À elle seule, la mesure dégagera 4,2 milliards d’euros dans l’effort budgétaire, soit près de 10 % du total, selon l’estimation du gouvernement. L’an dernier, la majorité sénatoriale avait déjà proposé l’équivalent d’une journée de solidarité, comme source supplémentaire de recettes pour la Sécurité sociale. La mesure avait fracturé le socle commun avant d’être évacuée dans la commission mixte paritaire. La sénatrice Élisabeth Doineau se dit pourtant convaincue qu’une majorité parlementaire peut être trouvée en faveur de ces deux jours de travail supplémentaire, « plus large au Sénat qu’à l’Assemblée nationale ». « On voit bien que la France est aujourd’hui en fragilité. Nous ne produisons pas assez, on est en deçà des autres pays européens », justifie la sénatrice de la Mayenne.
À moins d’un an des élections municipales, qui influeront elles-mêmes sur la composition future du Sénat par ricochet, un sujet risque à coup sûr d’opposer les sénateurs au gouvernement. L’effort demandé aux collectivités locales. Le gouvernement annonce « réguler » les financements de l’État aux collectivités et fixe un principe : les dépenses locales ne devront « pas progresser plus vite que les ressources de la Nation ». Le gouvernement veut aussi reconduire le dispositif de lissage conjoncturel des recettes fiscales des collectivités (appelé DILICO). Le rapporteur général Jean-François Husson considère que l’effort demandé aux collectivités territoriales, si l’on suivait la proportion de leur responsabilité dans la dégradation des comptes publics, ne devrait être que de 1,2 milliard d’euros, bien moins que les 5,3 milliards d’euros requis par l’exécutif. « L’effort qui est demandé est vécu comme une provocation infamante. C’est un désaccord profond », constate-t-il.

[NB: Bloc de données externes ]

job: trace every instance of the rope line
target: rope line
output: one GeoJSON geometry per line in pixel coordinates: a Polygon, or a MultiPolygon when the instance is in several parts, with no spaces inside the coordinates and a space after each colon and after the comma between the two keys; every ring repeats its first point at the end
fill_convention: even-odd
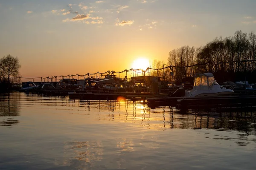
{"type": "Polygon", "coordinates": [[[102,74],[105,74],[107,73],[108,73],[109,74],[113,74],[114,73],[116,73],[116,74],[120,74],[120,73],[124,73],[125,72],[126,72],[127,73],[129,72],[130,71],[132,71],[133,72],[134,71],[135,73],[143,73],[143,72],[145,72],[147,71],[148,71],[149,70],[155,70],[155,71],[157,71],[157,70],[161,70],[163,69],[166,69],[168,68],[169,68],[170,69],[170,70],[171,71],[172,71],[173,68],[190,68],[190,67],[195,67],[195,66],[200,66],[200,65],[206,65],[207,64],[214,64],[214,65],[218,65],[218,64],[230,64],[230,63],[241,63],[241,62],[256,62],[256,60],[239,60],[239,61],[229,61],[229,62],[205,62],[205,63],[198,63],[198,64],[194,64],[193,65],[188,65],[188,66],[175,66],[175,65],[169,65],[169,66],[168,66],[165,67],[163,67],[163,68],[151,68],[149,67],[148,67],[147,69],[145,70],[144,70],[142,69],[141,68],[138,68],[138,69],[134,69],[133,68],[131,68],[129,70],[124,70],[124,71],[118,71],[118,72],[116,72],[115,71],[105,71],[105,72],[97,72],[96,73],[88,73],[87,74],[84,74],[84,75],[80,75],[79,74],[71,74],[71,75],[70,75],[68,74],[67,76],[63,76],[63,75],[61,75],[61,76],[48,76],[48,77],[10,77],[10,78],[11,79],[17,79],[17,78],[20,78],[20,79],[40,79],[41,78],[42,79],[57,79],[57,78],[59,78],[59,77],[66,77],[67,76],[69,76],[69,77],[71,77],[71,76],[81,76],[81,77],[85,77],[86,76],[90,76],[90,75],[94,75],[95,74],[99,74],[99,75],[101,75],[102,76],[103,75],[102,74]],[[137,71],[140,71],[140,72],[138,72],[137,71]]]}

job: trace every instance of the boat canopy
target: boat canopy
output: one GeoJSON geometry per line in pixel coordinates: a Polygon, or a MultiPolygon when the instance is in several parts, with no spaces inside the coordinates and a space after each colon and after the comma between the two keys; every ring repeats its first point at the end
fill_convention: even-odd
{"type": "Polygon", "coordinates": [[[194,77],[194,90],[211,90],[213,85],[218,85],[211,73],[196,73],[194,77]]]}
{"type": "Polygon", "coordinates": [[[101,80],[93,82],[95,82],[96,83],[113,83],[114,82],[115,79],[113,78],[103,79],[101,80]]]}

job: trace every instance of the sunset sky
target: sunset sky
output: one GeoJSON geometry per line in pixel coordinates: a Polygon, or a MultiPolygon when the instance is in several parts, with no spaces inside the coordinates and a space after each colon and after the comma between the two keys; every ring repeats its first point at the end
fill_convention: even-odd
{"type": "Polygon", "coordinates": [[[23,77],[130,69],[145,58],[256,30],[256,0],[0,0],[0,57],[23,77]]]}

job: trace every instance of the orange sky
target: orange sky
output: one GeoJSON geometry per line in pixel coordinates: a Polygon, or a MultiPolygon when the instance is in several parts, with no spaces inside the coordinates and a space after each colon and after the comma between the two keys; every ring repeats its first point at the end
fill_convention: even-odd
{"type": "Polygon", "coordinates": [[[256,30],[256,1],[0,1],[0,57],[18,57],[23,77],[122,71],[140,57],[256,30]]]}

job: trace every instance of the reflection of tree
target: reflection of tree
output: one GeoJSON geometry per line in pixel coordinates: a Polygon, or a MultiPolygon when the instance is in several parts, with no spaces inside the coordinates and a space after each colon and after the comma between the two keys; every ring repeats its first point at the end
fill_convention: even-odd
{"type": "Polygon", "coordinates": [[[13,118],[6,117],[19,116],[20,93],[17,92],[1,94],[0,95],[0,126],[12,126],[19,123],[13,118]]]}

Sur le champ des dépenses de Sécurité sociale, François Bayrou est visiblement beaucoup plus synchronisé avec l’état d’esprit de la majorité sénatoriale. Ici, 5 milliards d’euros sont annoncés. « J’ai retrouvé beaucoup d’éléments sur la sphère sociale », constate Élisabeth Doineau. Responsabilisation des patients, lutte contre la fraude, mise en valeur de la prévention avec la vaccination, achats mutualisés au niveau des hôpitaux, ou encore la réforme du régime des affections de longue durée (ALD), la rapporteure générale relève un certain nombre de chantiers qui lui sont loin d’être inconnus. « Sur les ALD, il faut essayer de freiner cette montée en charge exponentielle avec une réforme en profondeur, qu’on va sans doute travailler », anticipe-t-elle.

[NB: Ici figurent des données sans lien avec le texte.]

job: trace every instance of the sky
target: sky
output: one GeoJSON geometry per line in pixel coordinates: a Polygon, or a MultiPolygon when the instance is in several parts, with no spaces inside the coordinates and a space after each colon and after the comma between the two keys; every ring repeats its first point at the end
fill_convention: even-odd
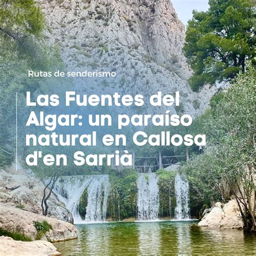
{"type": "Polygon", "coordinates": [[[171,2],[178,17],[185,25],[192,18],[193,10],[206,11],[208,8],[208,0],[171,0],[171,2]]]}

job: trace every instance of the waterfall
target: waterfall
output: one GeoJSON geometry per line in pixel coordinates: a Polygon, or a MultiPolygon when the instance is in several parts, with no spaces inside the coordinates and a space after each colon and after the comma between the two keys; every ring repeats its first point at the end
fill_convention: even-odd
{"type": "Polygon", "coordinates": [[[53,192],[72,213],[74,223],[105,221],[109,192],[107,175],[60,177],[56,181],[53,192]],[[80,198],[85,189],[88,198],[83,221],[78,207],[80,198]]]}
{"type": "Polygon", "coordinates": [[[153,220],[158,218],[159,191],[155,173],[140,174],[137,183],[138,219],[153,220]]]}
{"type": "Polygon", "coordinates": [[[87,188],[88,203],[85,221],[106,220],[107,201],[109,192],[108,175],[93,179],[87,188]]]}
{"type": "Polygon", "coordinates": [[[177,205],[175,208],[175,219],[189,219],[188,183],[183,180],[179,173],[175,177],[174,189],[177,205]]]}

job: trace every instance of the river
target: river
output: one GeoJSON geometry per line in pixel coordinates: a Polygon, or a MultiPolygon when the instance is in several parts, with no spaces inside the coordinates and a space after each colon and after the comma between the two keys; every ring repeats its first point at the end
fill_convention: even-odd
{"type": "Polygon", "coordinates": [[[209,230],[197,221],[116,222],[76,225],[78,239],[53,245],[63,255],[255,255],[256,235],[209,230]]]}

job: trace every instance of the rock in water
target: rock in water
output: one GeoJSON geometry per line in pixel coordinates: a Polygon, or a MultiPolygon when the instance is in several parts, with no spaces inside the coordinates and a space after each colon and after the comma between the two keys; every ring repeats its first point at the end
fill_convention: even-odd
{"type": "Polygon", "coordinates": [[[50,242],[15,241],[10,237],[0,237],[0,255],[15,256],[53,256],[61,255],[50,242]]]}

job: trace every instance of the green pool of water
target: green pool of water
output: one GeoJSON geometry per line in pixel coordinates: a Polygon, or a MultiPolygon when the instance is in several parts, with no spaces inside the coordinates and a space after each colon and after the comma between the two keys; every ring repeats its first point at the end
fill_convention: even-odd
{"type": "Polygon", "coordinates": [[[195,221],[77,225],[77,240],[54,243],[64,255],[256,255],[256,235],[208,230],[195,221]]]}

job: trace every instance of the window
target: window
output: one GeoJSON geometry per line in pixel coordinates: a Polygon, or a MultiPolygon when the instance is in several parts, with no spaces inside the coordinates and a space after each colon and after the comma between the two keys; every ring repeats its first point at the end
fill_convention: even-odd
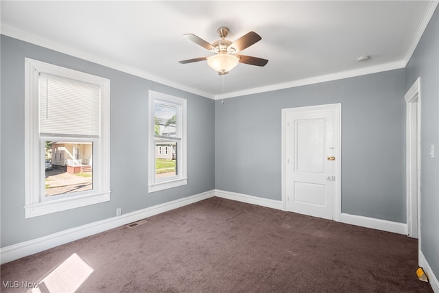
{"type": "Polygon", "coordinates": [[[185,99],[150,91],[150,192],[187,184],[186,105],[185,99]]]}
{"type": "Polygon", "coordinates": [[[26,218],[110,200],[110,80],[25,63],[26,218]]]}

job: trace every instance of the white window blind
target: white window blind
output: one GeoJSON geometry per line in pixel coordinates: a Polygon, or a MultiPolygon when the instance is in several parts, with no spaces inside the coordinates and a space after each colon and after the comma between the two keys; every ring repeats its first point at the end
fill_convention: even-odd
{"type": "Polygon", "coordinates": [[[40,73],[40,136],[99,137],[100,86],[40,73]]]}

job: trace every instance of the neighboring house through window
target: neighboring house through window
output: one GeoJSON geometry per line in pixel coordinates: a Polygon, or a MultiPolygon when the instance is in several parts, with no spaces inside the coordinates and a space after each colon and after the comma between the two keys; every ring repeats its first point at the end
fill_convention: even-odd
{"type": "Polygon", "coordinates": [[[26,218],[110,200],[110,80],[25,62],[26,218]]]}
{"type": "Polygon", "coordinates": [[[149,191],[186,185],[187,100],[150,91],[149,106],[149,191]]]}

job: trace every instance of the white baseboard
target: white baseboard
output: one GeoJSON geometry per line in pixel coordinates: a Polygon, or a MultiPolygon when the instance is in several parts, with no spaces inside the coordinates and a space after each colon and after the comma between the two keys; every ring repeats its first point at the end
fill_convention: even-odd
{"type": "Polygon", "coordinates": [[[259,196],[249,196],[248,194],[238,194],[236,192],[225,191],[224,190],[214,190],[215,196],[227,200],[236,200],[237,202],[257,204],[272,209],[282,210],[282,201],[270,200],[268,198],[259,198],[259,196]]]}
{"type": "Polygon", "coordinates": [[[361,226],[362,227],[371,228],[372,229],[407,235],[407,224],[405,223],[398,223],[396,222],[351,215],[344,213],[342,213],[340,214],[340,222],[342,223],[350,224],[351,225],[361,226]]]}
{"type": "Polygon", "coordinates": [[[439,281],[438,281],[438,278],[436,278],[433,270],[431,270],[431,267],[430,267],[428,261],[427,261],[427,259],[425,259],[422,250],[419,250],[419,266],[423,268],[424,272],[428,277],[428,281],[431,286],[431,289],[433,289],[433,292],[434,293],[439,293],[439,281]]]}
{"type": "Polygon", "coordinates": [[[209,191],[0,248],[1,264],[215,196],[209,191]]]}

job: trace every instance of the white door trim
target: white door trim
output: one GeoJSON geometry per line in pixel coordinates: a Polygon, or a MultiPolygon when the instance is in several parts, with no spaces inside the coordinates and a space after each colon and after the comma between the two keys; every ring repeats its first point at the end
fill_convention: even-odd
{"type": "Polygon", "coordinates": [[[333,192],[333,220],[340,222],[342,201],[341,201],[341,182],[342,182],[342,104],[331,104],[326,105],[309,106],[305,107],[289,108],[282,109],[282,209],[287,211],[287,114],[292,112],[303,112],[309,110],[331,110],[333,111],[333,134],[335,164],[334,164],[334,190],[333,192]]]}
{"type": "Polygon", "coordinates": [[[407,228],[410,237],[419,239],[420,248],[420,78],[410,87],[404,99],[406,102],[407,228]],[[413,126],[416,128],[414,130],[413,126]],[[415,192],[412,192],[414,183],[417,183],[415,192]]]}

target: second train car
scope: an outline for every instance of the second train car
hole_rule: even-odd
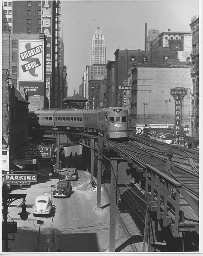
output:
[[[65,127],[100,131],[109,139],[128,137],[128,111],[122,107],[96,110],[41,109],[29,112],[30,127]]]

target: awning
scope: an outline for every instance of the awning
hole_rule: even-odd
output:
[[[12,169],[16,169],[16,167],[17,167],[18,169],[20,169],[21,170],[22,170],[25,166],[24,164],[23,164],[23,163],[22,163],[19,162],[16,158],[13,159],[13,160],[12,160],[11,163],[11,164],[10,164],[10,168],[11,170],[12,170]],[[15,168],[13,168],[15,167],[15,166],[14,167],[13,165],[12,165],[12,163],[14,164],[14,166],[15,166]],[[13,165],[13,166],[12,166],[12,165]]]

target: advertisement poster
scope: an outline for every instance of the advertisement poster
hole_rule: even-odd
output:
[[[19,40],[19,81],[43,81],[44,42]]]

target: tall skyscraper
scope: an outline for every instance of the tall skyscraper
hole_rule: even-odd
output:
[[[93,34],[90,52],[90,65],[106,64],[106,46],[104,34],[99,27]]]

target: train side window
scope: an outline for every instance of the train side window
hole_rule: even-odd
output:
[[[107,119],[107,115],[105,115],[105,123],[107,123],[107,121],[108,121],[108,119]]]
[[[120,123],[120,117],[116,117],[116,123]]]

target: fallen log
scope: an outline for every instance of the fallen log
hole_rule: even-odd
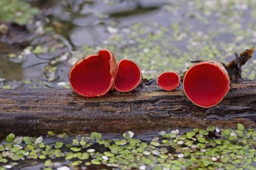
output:
[[[71,89],[0,89],[0,136],[55,132],[156,131],[170,128],[256,127],[256,81],[243,80],[217,106],[202,108],[184,95],[146,81],[129,93],[86,98]]]

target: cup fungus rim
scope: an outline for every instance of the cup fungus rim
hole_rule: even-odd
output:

Le Sénat, avec une majorité claire et en soutien aux orientations du gouvernement, sera une étape somme toute prévisible pour le gouvernement. Les appels à la censure dans les deux blocs d’opposition de part et d’autre de l’hémicycle de l’Assemblée nationale rendent l’avenir de cette copie budgétaire extrêmement fragile chez les députés. Stoïque, Jean-François Husson estime que la configuration n’a pas évolué depuis l’automne 2024. « Le Premier ministre danse sur un volcan à l’Assemblée nationale, ce qui est le reflet de la situation post-dissolution, et de la fragmentation des sensibilités politiques en France. Le budget de cette année n’a tenu qu’à l’appel à la responsabilité, au moment de Noël, quand les Français nous ont demandé dans les circonscriptions de nous mettre d’accord ».
Sa collègue Élisabeth Doineau espère, quant à elle, que la responsabilité l’emportera. « La situation devient de plus en plus difficile. Les Français doivent en prendre conscience. » Un nouveau chemin de croix budgétaire ne fait que commencer.